Ron Paul, el reconocido dirigente del Partido Republicano, volvió a criticar fuertemente a la Reserva Federal pidiendo una inmediata auditoría y posterior disolución del organismo. En caso de que no se logre el cierre de la entidad emisora de dólares americanos, el exmiembro de la Cámara de Representantes vaticinó que Estados Unidos terminará en un autoritarismo.

En una columna publicada el lunes en el Ron Paul Institute for Peace and Prosperity, el dirigente de 84 años aseguró que el banco central de Estados Unidos, el cual es una entidad independiente del gobierno y cuyos accionistas son los principales bancos del mundo, es el responsable de crear una cada vez mayor desigualdad económica en el país, lo que terminará derivando en la mayor crisis de su historia.

El mecanismo que beneficia solo a unos pocos

En primer lugar, Paul describe que la Reserva Federal, manipula el suministro de dinero comprando y vendiendo títulos del gobierno.

“Esto significa que cuando la Reserva Federal decide inyectar dinero en la economía, lo hace poniéndolo en los bolsillos de los inversionistas ricos”, explica en su columna titulada “¿La Reserva Federal causará los próximos disturbios?”.

Estos inversionistas, dice Paul, suelen tener conexiones estrechas con los políticos y pueden gastar el nuevo dinero obtenido antes de que la emisión resulte en una inflación generalizada.

La creación de las burbujas financieras

Asimismo, los “individuos ricos”, como los describe Paul, también tienden a estar entre los primeros en invertir en las burbujas financieras que se forman cuando la Reserva Federal distorsiona los tipos de interés, que son el precio del dinero. Lo cual, nuevamente, les permite salir claramente beneficiados cuando la burbuja se empieza a inflar.

“Estos inversores pueden perder algo de dinero cuando la burbuja estalla, pero estas pérdidas suelen ser superadas por sus ganancias”, explica el expresidente del Subcomité de Política Monetaria Interior.

Por el contrario, la clase media y trabajadora no corre la misma suerte, ya que, como ha demostrado la historia, luego de que estalla una burbuja deviene una crisis económica que incrementa el desempleo, el desahorro y la ejecución de hipotecas, entre otras consecuencias sociales.

Y si bien en estos casos suele aparecer el Estado con políticas fiscales expansivas, estos sectores “tampoco se beneficiarán tanto como los ricos y bien conectados”.

Otro aspecto que no es tan visible para el común de la población es la persistente caída del nivel de vida, año tras año, producto de la emisión y por ende devaluación del dólar.

“Esta es la razón por la que tantos americanos dependen de las tarjetas de crédito para cubrir los gastos rutinarios”, ejemplifica Paul apuntando que es tal la magnitud del financiamiento a través del crédito, que la deuda total de las tarjetas de crédito en EE. UU. en la actualidad es de casi un billón de dólares.

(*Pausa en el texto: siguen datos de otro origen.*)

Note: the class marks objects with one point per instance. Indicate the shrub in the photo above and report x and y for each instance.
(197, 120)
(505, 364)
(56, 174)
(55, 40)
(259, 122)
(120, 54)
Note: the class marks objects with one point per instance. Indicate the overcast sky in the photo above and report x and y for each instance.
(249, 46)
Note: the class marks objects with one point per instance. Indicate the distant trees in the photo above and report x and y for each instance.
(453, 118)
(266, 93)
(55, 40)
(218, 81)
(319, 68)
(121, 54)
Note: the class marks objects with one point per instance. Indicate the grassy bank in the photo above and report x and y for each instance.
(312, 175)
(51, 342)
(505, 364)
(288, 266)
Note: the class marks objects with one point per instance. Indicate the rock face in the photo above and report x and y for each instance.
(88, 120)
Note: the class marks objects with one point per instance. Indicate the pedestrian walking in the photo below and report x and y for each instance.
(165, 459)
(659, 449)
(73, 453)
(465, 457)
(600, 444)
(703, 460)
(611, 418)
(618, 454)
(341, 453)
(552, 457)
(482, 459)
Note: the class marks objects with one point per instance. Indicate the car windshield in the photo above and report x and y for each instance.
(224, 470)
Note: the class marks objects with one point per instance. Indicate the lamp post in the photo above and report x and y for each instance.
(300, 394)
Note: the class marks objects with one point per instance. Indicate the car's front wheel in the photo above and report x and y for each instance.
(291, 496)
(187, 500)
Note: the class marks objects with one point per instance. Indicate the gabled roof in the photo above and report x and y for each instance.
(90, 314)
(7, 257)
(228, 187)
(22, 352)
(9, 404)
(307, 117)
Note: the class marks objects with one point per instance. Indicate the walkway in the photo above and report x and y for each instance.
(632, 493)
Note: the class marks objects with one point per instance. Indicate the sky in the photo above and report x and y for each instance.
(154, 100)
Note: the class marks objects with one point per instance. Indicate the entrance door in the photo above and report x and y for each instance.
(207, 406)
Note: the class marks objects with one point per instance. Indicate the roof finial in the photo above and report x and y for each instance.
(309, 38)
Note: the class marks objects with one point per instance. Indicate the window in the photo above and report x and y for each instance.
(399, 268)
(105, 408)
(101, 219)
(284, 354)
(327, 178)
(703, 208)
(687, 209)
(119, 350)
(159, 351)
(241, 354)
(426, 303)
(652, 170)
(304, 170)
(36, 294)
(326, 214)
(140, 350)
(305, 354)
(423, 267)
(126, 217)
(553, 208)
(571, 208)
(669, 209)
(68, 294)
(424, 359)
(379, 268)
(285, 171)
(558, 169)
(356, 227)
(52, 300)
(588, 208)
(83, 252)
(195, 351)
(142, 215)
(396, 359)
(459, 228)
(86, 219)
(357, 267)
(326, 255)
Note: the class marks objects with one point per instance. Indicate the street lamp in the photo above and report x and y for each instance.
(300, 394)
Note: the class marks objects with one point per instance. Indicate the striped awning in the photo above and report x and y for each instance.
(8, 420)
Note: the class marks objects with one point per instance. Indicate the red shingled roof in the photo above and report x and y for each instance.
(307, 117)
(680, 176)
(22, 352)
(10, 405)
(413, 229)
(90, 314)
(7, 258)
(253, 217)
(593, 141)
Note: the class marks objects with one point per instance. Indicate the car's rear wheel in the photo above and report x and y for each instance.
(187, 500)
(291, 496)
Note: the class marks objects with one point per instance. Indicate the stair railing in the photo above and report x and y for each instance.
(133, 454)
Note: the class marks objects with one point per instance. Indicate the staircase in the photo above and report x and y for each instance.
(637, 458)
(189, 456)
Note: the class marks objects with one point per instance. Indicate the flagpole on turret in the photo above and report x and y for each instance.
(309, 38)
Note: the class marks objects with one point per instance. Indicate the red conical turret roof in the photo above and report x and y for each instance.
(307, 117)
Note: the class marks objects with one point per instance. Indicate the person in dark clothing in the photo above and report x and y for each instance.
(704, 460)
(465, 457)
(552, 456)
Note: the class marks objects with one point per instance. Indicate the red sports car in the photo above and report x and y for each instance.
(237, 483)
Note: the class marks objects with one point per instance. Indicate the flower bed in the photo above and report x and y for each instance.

Los políticos también se benefician

Hay otro sector social que, según el dirigente libertario, sale ampliamente beneficiado del sistema de dinero fiduciario: la corporación política.

Cuando la Fed emite dólares para comprar deuda del Gobierno, le permite a la dirigencia política de turno “aumentar masivamente el bienestar y los gastos de guerra sin aumentar los impuestos a niveles políticamente inaceptables”.

“El pueblo paga por el estado de bienestar a través de la inflación oculta y regresiva de la Reserva Federal”, explica Paul.

Asimismo, destaca que las bajas tasas de interés también benefician a la dirigencia política, ya que cuanto más se acerquen a cero, el gobierno federal deberá pagar menos intereses por la deuda emitida.

La próxima crisis y… ¿el fin de la Reserva Federal?

Como ejemplo de este crecimiento exponencial de la emisión de la Reserva Federal, Paul destaca lo que ocurrió en los últimos meses: la oferta de dinero aumentó alrededor de un billón de dólares desde mediados de abril hasta principios de junio.

En comparación, en todo el año 2019 la oferta monetaria creció 921.000 millones de dólares.

De esta forma, Paul sostiene que el sistema fiduciario está alcanzando su fin, y a esta altura la emisión descontrolada de dinero no está haciendo más que devaluar el valor del dólar y empeorar el nivel de vida del común de la gente.

“La próxima crisis será probablemente desencadenada por el colapso del valor del dólar y el rechazo del estatus de moneda de reserva mundial del dólar”, afirma sosteniendo que el “colapso económico” será peor que la Gran Depresión.

“Esto resultará en una violencia generalizada junto con la represión gubernamental de las libertades, acelerando el deslizamiento de EE. UU. hacia el autoritarismo”, alerta Paul destacando que solo hay una manera de evitar tal desenlace:

“La única manera de evitar esto es que el Congreso haga drásticos recortes en el gasto (…) y auditar y luego terminar con la Reserva Federal”.